Yang Dirasakan Kasur

Yang Dirasakan Kasur

Yang Dirasakan Kasur

Oleh: Ulfah Mawalatul Khoiriyah

Sudah hampir genap enam tahun aku berada di sini. Kata mereka aku adalah seseorang yang sangat merugi, namun aku menghiraukan omongan-omongan receh itu meski harus ku-iyakan. Tetapi rasanya tidak pantas bagiku untuk menyetujuinya. Karena apa?

Dulu aku sangat lusuh, berbadan kucel, dan bau yang pastinya tidak enak dipandang oleh siapa pun. Meski begitu, dia dengan sepenuh hati membeliku dari tempat yang tak begitu mewah seperti kebanyakan toko lainnya. Aku dibawanya ke rumah yang sangat sederhana, mungkin itu adalah kediamannya selama ini. Aku tidak tahu jelas bagaimana kronologi hingga aku bisa sampai di rumah ini, yang kuingat hanya saat dia membeliku dan membawaku—sampai ke sini.

Aku ditempatkan di suatu kamar yang sangat bersih, penuh dengan wewangian dan aku pikir tidak ada seorang pun yang akan menolak untuk ditempatkan di kamar seindah ini. Aku bisa melihat figura yang berisi potretnya bersama seorang perempuan yang tidak aku kenal, maklum saja, karena aku penghuni baru di sini. Jadi aku tidak mengenali apa atau siapa pun. Aku juga melihat kaca jendela yang sangat bening, hingga berpikir jika ada seseorang yang berjalan menuju ke arahnya, ia pasti jatuh dan terjungkal karena tertipu dengan mengira di jendela itu ada kacanya.

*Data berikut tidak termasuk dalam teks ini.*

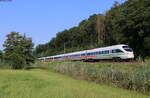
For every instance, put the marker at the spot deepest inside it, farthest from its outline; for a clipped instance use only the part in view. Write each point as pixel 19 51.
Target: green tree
pixel 18 50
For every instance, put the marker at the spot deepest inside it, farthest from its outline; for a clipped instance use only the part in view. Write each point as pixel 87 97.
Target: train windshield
pixel 126 48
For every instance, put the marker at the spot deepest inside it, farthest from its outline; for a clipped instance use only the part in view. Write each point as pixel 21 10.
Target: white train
pixel 115 52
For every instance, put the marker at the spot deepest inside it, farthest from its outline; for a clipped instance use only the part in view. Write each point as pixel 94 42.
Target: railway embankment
pixel 131 76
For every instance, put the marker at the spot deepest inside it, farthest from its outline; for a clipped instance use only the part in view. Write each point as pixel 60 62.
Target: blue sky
pixel 42 19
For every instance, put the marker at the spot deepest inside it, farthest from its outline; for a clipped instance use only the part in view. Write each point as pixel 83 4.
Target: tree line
pixel 127 23
pixel 18 51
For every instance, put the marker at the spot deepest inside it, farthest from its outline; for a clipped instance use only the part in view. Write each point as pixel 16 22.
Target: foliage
pixel 84 36
pixel 127 23
pixel 130 23
pixel 18 50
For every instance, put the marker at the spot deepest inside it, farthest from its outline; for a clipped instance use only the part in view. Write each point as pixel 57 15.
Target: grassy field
pixel 44 84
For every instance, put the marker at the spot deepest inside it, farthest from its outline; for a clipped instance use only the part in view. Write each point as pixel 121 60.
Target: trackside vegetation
pixel 46 84
pixel 17 53
pixel 127 23
pixel 130 76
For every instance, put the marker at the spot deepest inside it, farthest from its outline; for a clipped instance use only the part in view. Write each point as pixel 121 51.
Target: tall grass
pixel 44 84
pixel 130 77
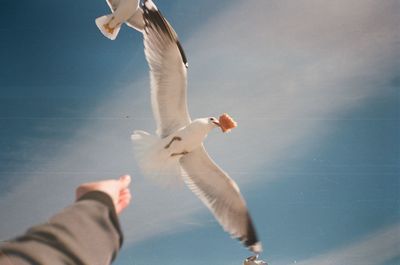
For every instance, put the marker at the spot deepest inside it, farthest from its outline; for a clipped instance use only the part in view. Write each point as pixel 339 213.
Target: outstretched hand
pixel 118 190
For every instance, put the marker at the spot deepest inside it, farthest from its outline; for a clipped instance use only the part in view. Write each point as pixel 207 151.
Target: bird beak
pixel 219 125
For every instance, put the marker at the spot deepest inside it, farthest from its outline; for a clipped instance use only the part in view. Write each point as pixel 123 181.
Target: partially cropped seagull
pixel 178 146
pixel 123 11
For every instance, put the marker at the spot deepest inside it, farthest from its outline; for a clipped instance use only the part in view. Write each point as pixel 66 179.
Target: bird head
pixel 225 122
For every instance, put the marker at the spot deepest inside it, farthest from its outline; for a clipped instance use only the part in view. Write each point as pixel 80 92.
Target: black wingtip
pixel 251 240
pixel 152 16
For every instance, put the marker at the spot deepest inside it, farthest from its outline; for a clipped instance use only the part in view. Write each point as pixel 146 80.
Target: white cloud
pixel 279 67
pixel 376 249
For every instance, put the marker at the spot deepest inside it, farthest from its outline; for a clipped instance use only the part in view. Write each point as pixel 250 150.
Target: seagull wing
pixel 221 195
pixel 168 75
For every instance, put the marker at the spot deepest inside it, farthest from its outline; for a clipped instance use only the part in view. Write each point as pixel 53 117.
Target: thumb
pixel 124 182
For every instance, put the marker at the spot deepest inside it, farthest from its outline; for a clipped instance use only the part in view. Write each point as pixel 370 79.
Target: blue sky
pixel 314 86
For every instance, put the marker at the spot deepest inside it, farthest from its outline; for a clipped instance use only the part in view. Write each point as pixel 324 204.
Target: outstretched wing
pixel 168 76
pixel 221 195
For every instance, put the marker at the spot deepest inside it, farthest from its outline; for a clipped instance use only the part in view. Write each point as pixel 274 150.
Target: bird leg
pixel 180 154
pixel 175 138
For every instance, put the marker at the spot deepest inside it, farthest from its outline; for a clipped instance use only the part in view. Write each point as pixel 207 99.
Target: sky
pixel 314 86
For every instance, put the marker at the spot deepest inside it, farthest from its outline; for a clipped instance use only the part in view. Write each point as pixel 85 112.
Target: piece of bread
pixel 226 122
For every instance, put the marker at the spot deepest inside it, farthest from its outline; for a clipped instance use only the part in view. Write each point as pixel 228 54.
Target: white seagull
pixel 178 145
pixel 123 11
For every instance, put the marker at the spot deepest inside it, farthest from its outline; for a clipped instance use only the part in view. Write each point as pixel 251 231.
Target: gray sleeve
pixel 86 232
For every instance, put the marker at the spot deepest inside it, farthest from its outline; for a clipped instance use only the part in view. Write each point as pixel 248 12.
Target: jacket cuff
pixel 105 199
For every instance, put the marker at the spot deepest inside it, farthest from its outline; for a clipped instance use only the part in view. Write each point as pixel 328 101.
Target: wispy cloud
pixel 279 67
pixel 375 249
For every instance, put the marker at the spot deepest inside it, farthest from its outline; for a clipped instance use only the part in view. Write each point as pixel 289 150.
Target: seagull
pixel 253 260
pixel 178 145
pixel 123 11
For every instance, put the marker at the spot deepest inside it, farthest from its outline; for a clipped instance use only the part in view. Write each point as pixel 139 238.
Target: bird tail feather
pixel 103 23
pixel 154 161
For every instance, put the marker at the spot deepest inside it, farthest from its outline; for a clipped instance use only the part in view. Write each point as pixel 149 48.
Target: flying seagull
pixel 178 145
pixel 123 11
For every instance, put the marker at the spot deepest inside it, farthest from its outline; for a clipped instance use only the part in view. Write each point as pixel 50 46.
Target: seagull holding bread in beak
pixel 178 146
pixel 123 11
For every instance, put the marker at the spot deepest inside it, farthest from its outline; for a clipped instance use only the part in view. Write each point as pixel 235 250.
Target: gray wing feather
pixel 221 195
pixel 168 75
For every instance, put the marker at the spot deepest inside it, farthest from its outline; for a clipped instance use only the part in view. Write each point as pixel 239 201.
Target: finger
pixel 123 202
pixel 124 181
pixel 124 191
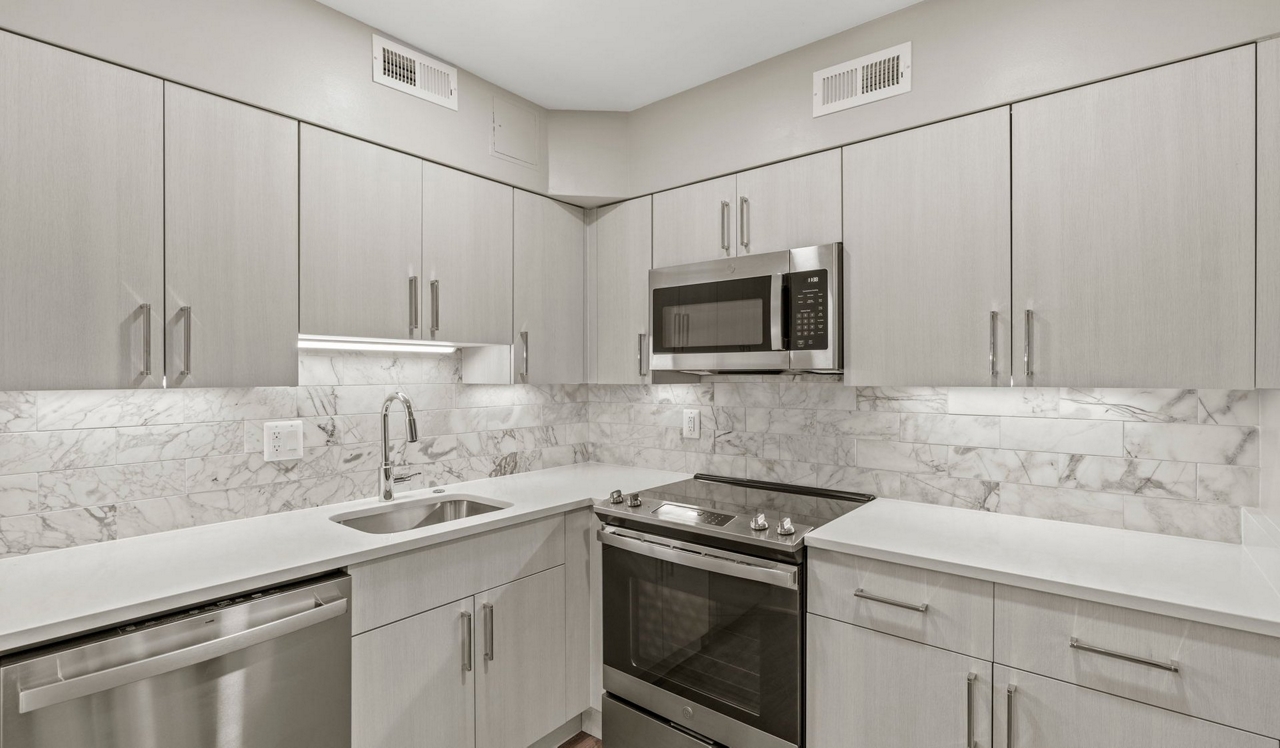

Selain itu, aku juga melihat poster berisi tulisan dengan kata-kata manis yang menambah keindahan kamar ini. Meski aku tidak bisa membaca tapi aku tahu itu adalah tulisan yang sangat indah, buktinya di pinggir-pinggir tulisan itu dihias dengan bunga-bunga berwarna-warni dan ada gambar pelangi juga di sana, maka tidak salah jika aku menganggapnya sebuah tulisan yang sangat indah.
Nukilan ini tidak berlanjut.